Javier Ruiz gave evidence to the House of Lords Select Committee on Artificial Intelligence. These are his briefing notes, making the case for truly open IP in AI and against the concept of data as property, and asking for better public procurement of AI in the public sector.
ORG’s Policy Director, Javier Ruiz, gave evidence to the House of Lords Select Committee on Artificial Intelligence. These are his briefing notes, making the case for truly open IP in AI and against the concept of data as property, and asking for better public procurement of AI in the public sector.

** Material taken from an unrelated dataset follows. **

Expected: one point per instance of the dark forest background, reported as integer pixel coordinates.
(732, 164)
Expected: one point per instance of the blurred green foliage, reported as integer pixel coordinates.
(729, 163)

1. Who should own data and why?
Firstly we need to establish that pure data as such cannot be owned in the UK as property, as established by the Court of Appeal in 2014 (Datateam).
We have a complex system that covers intellectual property, rights, contracts, confidentiality, and personal data.
There is a critical problem here: It is not just AI providers who create the new insights or value. You need the data as well as software, indeed the distinction becomes blurred.
Data is as important or more as the specific software. AI has only advanced because nowadays there is a lot of available data to train systems.
Public sector bodies and the NHS are in a more powerful position than they realise and need to become more assertive vis a vis technology companies.
Public procurement rules for AI need to be adapted to include the role of data in services and the capture of benefits.
We want to keep value for the public and access to knowledge . It is now common to have policies mandating:
But what is the value in AI processes and how is it captured? In most similar cases when we talk about value we mean intellectual property.
Establishing fairness – or a public benefit - over the distribution of the goods coming from AI implies a clear framework for IP.
This is particularly important when we deal with public sector data and non-commercial societal benefits.
If we take the example of DeepMInd and the NHS, not to pick on them but as a well known case where information is available.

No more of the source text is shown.